- Più facile confrontare l’impronta di carbonio dei servizi di trasporto
- Riduzione del rischio di greenwashing
- Strumento di calcolo gratuito per gli operatori del trasporto
- Misure verso l’integrazione delle emissioni durante il ciclo di vita nelle future revisioni
Mercoledì i negoziatori del Parlamento e del Consiglio hanno concordato una metodologia unica dell’UE per il calcolo delle emissioni di gas a effetto serra prodotte dai servizi di trasporto.
In base all’accordo preliminare, le nuove norme renderanno più facile confrontare le prestazioni ambientali dei diversi modi di trasporto in tutta l’UE, aiutando i consumatori e le imprese a compiere scelte informate e riducendo il rischio di greenwashing.
Metodo singolo
Le nuove norme non obbligheranno le imprese di trasporto a calcolare le loro emissioni di gas serra. Tuttavia, se scelgono di farlo, ad esempio per finalità di rendicontazione, contrattuali o di marketing, o quando richiesto da altre norme dell’UE, saranno obbligati ad applicare la metodologia comune dell’UE.
Il principio di base su cui si basa la metodologia è il conteggio delle emissioni derivanti dall’uso dei veicoli e dalla fornitura di energia durante le operazioni di trasporto. Per migliorare l’accuratezza, l’accordo dà priorità all’uso dei dati primari rispetto alle stime o ai valori predefiniti delle emissioni di gas serra, fornendo al contempo incentivi agli operatori che misurano direttamente le loro emissioni.
Supporto alle piccole e medie imprese
Per ridurre gli oneri amministrativi e finanziari per le imprese, in particolare per le piccole e medie imprese (PMI), i deputati hanno ottenuto l’impegno della Commissione a sviluppare uno strumento di calcolo pubblico, semplice e gratuito, supportato da un manuale su come utilizzarlo. La Commissione dispone di quattro anni per sviluppare questo strumento.
Prepararsi alle emissioni del ciclo di vita
L’accordo preliminare riconosce che l’attuale metodologia non copre ancora le emissioni di gas serra durante l’intero ciclo di vita dei servizi di trasporto. I deputati hanno assicurato che entro quattro anni dall’entrata in vigore delle nuove norme, la Commissione valuterà la possibilità di estendere la metodologia dell’UE per includere le emissioni del ciclo di vita, come quelle derivanti dalla produzione di veicoli, dalla produzione di energia, dalla manutenzione, dall’uso e dalla fine del ciclo di vita, una volta che dati sufficienti e progressi internazionali lo consentiranno. Questa valutazione guiderà i futuri aggiornamenti delle regole.
Virgolette
Antonio Decaro, relatore della commissione Ambiente (S&D, IT), ha dichiarato: “Con l’accordo di oggi, introduciamo un nuovo quadro normativo che rappresenta un importante passo avanti per la trasparenza e l’affidabilità dei dati ambientali nel settore dei trasporti. Promuovendo l’uso di dati primari, garantiamo una misurazione più accurata delle emissioni di gas serra, in linea con gli obiettivi climatici dell’Europa. Questo manda anche un segnale forte ai consumatori, che potranno fare le loro scelte in modo più informato e trasparente”.

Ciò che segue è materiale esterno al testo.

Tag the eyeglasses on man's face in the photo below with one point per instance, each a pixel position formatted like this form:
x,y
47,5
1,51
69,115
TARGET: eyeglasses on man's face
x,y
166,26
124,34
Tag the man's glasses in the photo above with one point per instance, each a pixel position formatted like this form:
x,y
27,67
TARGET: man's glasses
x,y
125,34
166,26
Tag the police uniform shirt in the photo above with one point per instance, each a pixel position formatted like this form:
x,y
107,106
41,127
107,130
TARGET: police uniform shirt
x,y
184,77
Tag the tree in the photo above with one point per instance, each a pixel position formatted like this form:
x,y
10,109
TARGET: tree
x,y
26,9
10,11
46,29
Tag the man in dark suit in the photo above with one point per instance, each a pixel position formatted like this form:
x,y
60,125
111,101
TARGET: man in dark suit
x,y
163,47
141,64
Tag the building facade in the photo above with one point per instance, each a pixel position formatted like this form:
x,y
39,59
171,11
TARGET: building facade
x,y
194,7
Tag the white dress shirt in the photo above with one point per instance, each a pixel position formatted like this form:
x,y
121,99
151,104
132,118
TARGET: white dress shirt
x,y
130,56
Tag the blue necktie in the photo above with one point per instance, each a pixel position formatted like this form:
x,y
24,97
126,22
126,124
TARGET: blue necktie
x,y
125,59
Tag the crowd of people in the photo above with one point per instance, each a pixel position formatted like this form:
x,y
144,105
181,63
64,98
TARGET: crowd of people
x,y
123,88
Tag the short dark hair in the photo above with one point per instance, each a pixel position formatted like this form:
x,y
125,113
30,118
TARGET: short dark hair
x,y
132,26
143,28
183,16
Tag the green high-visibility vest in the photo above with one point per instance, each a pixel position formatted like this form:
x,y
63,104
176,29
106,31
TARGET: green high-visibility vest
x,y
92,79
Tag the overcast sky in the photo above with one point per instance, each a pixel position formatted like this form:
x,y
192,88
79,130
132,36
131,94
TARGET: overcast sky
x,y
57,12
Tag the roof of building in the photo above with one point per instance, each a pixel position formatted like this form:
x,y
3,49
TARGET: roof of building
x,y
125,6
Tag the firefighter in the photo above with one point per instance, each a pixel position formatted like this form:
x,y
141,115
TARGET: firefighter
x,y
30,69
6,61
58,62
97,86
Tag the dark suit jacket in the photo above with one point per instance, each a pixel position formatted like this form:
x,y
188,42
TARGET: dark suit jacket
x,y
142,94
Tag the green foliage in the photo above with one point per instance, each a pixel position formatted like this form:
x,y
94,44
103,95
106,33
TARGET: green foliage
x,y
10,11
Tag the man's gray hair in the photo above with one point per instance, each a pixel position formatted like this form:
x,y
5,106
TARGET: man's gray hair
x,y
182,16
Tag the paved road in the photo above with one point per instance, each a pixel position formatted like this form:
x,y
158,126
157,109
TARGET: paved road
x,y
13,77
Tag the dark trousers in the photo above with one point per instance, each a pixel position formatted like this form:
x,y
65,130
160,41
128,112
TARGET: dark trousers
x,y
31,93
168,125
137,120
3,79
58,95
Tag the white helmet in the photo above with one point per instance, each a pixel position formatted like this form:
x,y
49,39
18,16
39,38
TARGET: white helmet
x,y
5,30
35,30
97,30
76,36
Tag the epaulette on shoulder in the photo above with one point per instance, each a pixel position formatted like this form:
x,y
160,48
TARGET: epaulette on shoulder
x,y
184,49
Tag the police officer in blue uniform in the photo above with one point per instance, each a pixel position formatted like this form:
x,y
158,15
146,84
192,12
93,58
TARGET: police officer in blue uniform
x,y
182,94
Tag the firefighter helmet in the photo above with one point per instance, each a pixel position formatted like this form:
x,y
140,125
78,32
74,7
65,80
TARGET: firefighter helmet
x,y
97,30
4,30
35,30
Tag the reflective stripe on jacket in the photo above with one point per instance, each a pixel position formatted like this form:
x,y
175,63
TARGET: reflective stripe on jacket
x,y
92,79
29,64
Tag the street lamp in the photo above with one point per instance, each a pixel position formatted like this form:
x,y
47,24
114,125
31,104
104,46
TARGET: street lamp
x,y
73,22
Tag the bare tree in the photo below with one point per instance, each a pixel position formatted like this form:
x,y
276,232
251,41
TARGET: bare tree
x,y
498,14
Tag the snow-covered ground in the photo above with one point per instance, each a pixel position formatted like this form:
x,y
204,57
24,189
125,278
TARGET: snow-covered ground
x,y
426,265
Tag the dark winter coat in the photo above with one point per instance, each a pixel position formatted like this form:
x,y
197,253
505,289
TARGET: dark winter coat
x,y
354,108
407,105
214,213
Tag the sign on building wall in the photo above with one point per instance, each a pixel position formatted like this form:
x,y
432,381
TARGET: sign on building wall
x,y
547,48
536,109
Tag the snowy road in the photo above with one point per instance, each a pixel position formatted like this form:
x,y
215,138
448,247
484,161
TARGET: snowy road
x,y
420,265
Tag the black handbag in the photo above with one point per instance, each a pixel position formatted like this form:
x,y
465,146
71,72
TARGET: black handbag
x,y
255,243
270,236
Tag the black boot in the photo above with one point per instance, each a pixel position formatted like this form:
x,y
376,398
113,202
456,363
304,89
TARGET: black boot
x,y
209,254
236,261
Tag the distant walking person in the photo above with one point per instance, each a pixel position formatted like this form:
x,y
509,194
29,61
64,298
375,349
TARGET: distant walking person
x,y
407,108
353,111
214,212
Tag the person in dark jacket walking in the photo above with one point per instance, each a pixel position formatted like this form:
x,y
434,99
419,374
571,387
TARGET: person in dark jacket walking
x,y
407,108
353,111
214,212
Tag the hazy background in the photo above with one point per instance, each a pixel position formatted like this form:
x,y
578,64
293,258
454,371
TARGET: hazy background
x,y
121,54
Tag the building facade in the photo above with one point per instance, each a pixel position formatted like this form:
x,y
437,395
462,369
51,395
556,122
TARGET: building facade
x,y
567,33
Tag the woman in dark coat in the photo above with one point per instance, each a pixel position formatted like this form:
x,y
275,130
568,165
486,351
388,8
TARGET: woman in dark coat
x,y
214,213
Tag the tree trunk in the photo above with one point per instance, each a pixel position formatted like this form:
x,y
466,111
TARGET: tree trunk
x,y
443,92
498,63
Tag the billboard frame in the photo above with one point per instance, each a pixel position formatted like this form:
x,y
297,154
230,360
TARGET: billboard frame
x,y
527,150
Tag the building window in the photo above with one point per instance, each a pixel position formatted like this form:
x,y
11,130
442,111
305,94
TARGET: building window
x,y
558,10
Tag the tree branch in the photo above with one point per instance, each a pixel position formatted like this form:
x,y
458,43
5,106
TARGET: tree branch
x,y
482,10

Norbert Lins (PPE, DE), relatore della commissione Trasporti, ha aggiunto: “Le nuove norme renderanno più facile per le imprese comunicare in modo accurato le proprie emissioni di gas a effetto serra. L’accordo include incentivi specifici per le piccole e medie imprese (PMI) affinché applichino lo standard ISO senza essere gravate da eccessivi compiti amministrativi. Le PMI avranno inoltre accesso a uno strumento di calcolo gratuito, che faciliterà la partecipazione a una migliore misurazione dei gas serra, anche quando si sceglie di utilizzare i dati primari.
Inoltre, la valutazione del ciclo di vita rimarrà sul tavolo per il prossimo futuro, segnalando uno sviluppo e una considerazione continui in questo settore. Questa valutazione in corso migliorerà ulteriormente la solidità e la trasparenza dei calcoli delle emissioni man mano che il quadro si evolve”.
Passaggi successivi
L’accordo preliminare deve ancora essere approvato dal Consiglio e dal Parlamento. Fatte salve alcune eccezioni, le nuove norme si applicherebbero quattro anni e mezzo dopo la loro pubblicazione ed entrata in vigore.